DocketNumber: 698SC530
Citation Numbers: 171 S.E.2d 193, 7 N.C. App. 77
Judges: Vaughn, Brock, Britt
Filed Date: 12/31/1969
Status: Precedential
Modified Date: 10/19/2024
Court of Appeals of North Carolina.
*196 Bland & Wood by W. Powell Bland and J. Darby Wood, Goldsboro, for plaintiff appellee.
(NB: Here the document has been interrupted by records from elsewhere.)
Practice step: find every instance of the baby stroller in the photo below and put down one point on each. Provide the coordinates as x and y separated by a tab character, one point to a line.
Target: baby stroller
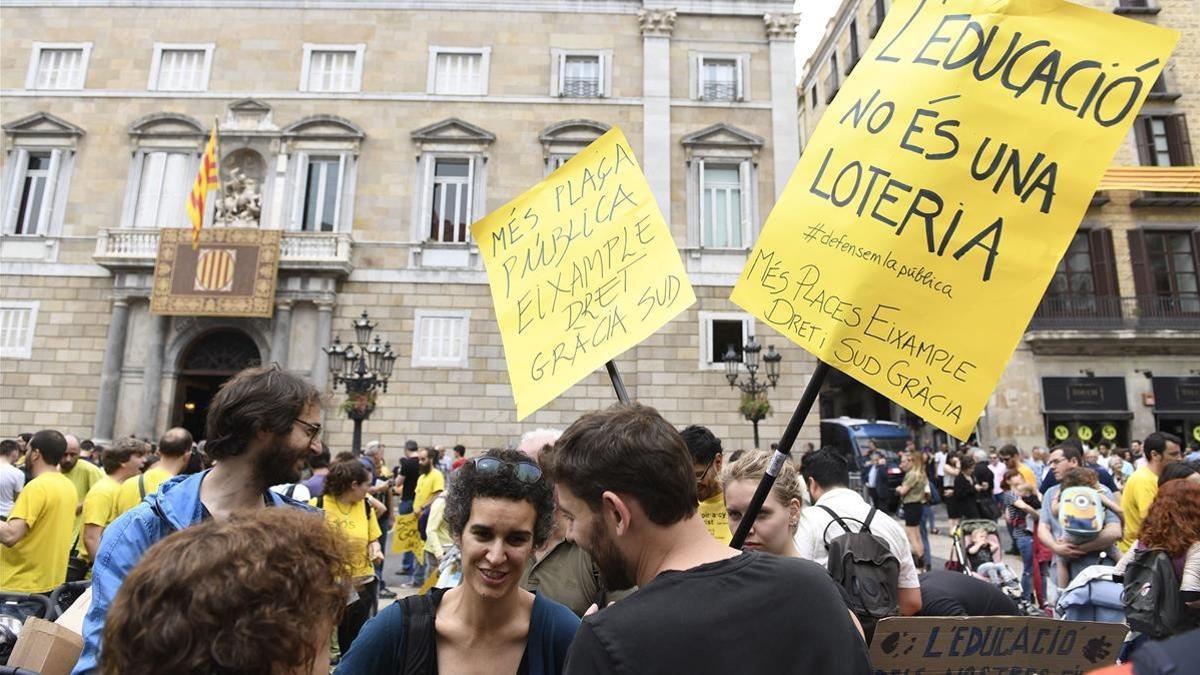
960	561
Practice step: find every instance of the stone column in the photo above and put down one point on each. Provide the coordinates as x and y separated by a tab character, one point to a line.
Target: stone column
657	27
281	333
784	132
111	372
324	335
151	380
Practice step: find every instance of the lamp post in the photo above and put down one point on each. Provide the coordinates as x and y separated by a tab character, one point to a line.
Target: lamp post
754	392
363	366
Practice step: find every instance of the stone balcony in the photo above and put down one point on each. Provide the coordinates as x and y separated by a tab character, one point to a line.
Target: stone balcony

Smith & Everett by James N. Smith, Goldsboro, for defendant appellant.
VAUGHN, Judge.
The judgment from which the defendant appeals was specifically limited to the lots in controversy and was expressly not applicable to the restrictive covenants of other subdivided lots. It appears that the obvious intent of W. C. Spence, and wife, was that the subdivision should be developed and sold under a uniform scheme or plan of development. Such a determination must be made from an evaluation of the intent of the parties. Long v. Branham, 271 N.C. 264, 156 S.E.2d 235. W. C. Spence, and wife, caused to be recorded an instrument setting forth the restrictive covenants applicable to Hillcrest Farm Subdivision. They provided for uniform restrictions in accord with a general scheme for the benefit of all lots in the subdivision allowing grantees of the owner of the original tract to enforce the restrictions. When it appears that the property was originally developed pursuant to a uniform scheme or plan, the covenants are enforceable inter se by the owners of the lots in the subdivision. Lamica v. Gerdes, 270 N.C. 85, 153 S.E.2d 814; Muilenburg v. Blevins, 242 N.C. 271, 87 S.E.2d 493. There is mutuality of covenants and consideration.
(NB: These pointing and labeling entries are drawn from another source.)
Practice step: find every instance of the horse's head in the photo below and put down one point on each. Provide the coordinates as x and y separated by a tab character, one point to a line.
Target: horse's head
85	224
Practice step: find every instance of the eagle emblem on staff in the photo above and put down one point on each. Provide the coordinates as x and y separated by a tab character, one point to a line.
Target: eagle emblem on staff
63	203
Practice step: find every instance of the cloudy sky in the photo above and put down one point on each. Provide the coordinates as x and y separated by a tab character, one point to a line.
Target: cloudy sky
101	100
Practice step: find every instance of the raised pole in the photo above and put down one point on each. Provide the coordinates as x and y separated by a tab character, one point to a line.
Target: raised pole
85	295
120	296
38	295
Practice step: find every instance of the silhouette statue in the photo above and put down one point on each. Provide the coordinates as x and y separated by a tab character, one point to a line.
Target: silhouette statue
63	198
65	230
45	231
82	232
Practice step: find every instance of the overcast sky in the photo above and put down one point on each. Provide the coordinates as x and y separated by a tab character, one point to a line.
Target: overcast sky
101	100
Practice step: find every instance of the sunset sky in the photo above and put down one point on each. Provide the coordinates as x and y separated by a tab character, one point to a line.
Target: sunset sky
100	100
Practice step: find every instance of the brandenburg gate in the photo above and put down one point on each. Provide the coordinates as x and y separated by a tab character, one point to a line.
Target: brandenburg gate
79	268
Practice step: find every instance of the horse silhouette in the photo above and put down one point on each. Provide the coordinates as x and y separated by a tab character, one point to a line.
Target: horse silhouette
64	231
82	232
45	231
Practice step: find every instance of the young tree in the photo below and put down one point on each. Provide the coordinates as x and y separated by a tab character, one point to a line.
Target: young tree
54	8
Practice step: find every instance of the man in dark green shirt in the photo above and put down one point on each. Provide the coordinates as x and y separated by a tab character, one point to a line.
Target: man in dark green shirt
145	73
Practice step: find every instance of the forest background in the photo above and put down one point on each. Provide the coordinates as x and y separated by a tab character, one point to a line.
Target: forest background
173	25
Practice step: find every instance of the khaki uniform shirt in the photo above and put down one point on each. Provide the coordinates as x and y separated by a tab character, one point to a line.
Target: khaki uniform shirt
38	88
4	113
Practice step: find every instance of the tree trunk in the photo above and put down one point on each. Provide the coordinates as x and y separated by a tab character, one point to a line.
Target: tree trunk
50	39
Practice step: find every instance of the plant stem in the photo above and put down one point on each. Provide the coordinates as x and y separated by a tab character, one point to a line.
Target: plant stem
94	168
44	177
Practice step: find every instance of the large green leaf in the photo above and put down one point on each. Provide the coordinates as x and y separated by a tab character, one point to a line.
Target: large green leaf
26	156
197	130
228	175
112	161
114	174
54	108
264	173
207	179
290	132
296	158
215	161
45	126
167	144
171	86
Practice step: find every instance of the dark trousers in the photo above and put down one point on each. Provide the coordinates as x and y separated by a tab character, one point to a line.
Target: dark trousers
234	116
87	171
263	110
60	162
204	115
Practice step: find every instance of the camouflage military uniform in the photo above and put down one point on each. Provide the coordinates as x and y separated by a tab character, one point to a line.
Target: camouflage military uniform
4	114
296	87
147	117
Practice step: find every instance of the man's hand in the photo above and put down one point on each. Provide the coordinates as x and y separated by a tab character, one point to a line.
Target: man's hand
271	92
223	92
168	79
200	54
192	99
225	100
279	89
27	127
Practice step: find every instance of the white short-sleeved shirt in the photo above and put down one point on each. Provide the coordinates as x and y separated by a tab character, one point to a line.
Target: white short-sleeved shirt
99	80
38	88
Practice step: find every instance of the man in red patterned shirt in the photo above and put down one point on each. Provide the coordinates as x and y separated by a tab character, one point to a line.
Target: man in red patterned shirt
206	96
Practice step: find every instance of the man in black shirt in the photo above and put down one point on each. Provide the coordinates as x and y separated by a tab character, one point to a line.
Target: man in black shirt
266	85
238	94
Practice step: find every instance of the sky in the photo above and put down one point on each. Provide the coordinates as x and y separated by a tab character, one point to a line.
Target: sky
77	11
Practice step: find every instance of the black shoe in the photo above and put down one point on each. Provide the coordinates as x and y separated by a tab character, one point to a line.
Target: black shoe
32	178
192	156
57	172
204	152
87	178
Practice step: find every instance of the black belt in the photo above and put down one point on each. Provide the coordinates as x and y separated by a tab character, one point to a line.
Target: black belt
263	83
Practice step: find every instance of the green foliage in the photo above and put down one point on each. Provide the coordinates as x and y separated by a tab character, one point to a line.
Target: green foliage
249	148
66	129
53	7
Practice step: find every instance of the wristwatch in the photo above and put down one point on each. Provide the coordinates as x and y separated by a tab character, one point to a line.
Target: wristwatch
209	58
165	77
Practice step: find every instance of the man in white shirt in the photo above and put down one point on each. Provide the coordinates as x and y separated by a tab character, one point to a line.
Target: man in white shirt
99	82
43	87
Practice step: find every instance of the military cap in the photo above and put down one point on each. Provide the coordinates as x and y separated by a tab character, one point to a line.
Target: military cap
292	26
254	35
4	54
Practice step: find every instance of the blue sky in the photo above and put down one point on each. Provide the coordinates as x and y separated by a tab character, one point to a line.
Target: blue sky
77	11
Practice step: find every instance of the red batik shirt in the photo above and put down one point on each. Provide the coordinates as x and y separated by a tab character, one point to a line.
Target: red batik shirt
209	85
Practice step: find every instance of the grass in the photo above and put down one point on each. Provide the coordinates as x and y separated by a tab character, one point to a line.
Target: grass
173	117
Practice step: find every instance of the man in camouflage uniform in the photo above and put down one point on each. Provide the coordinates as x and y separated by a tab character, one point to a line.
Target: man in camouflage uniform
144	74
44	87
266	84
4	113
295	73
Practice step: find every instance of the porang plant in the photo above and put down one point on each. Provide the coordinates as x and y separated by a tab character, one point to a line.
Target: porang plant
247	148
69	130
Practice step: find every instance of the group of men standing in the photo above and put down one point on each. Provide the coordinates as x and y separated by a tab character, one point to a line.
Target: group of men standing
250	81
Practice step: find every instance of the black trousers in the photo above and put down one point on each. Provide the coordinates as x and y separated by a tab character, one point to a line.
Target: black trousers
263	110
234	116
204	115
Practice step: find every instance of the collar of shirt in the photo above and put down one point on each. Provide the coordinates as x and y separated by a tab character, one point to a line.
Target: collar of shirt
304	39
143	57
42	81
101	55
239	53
When there is a uniform scheme or plan, the owners of lots in the subdivision are necessarily interested parties in any action against or by another lot owner where a mutual covenant or obligation, such as a restrictive covenant for residential uses, is in dispute. All persons who have a right to enforce the covenants inter se or otherwise should be made parties. Muilenburg v. Blevins, supra. We are of the opinion that Sheets v. Dillon, 221 N.C. 426, 20 S.E.2d 344, is directly in point. There the action was also for specific performance of a contract of purchase and sale of real estate, the plaintiff being the owner of the lot to be conveyed and the purchaser defendant relying as a defense on the presence of restrictive covenants which caused non-compliance with the contract. The trial court ordered specific performance of the contract, finding the restrictive covenants to be null and void. Error was found and the case remanded as the judgment was not conclusive as to anyone other than the plaintiff and defendant, the plaintiff's predecessor in title and other grantees not being estopped from thereafter asserting their rights. The Court stated that, "[u]nder such circumstances equity will not require defendant to comply with his contract in direct violation of the stipulation that the property is to be conveyed free of restrictive covenants. If plaintiff desires to have this covenant invalidated and stricken from the deed of the original grantee, he must bring in the interested parties and give them a day in court."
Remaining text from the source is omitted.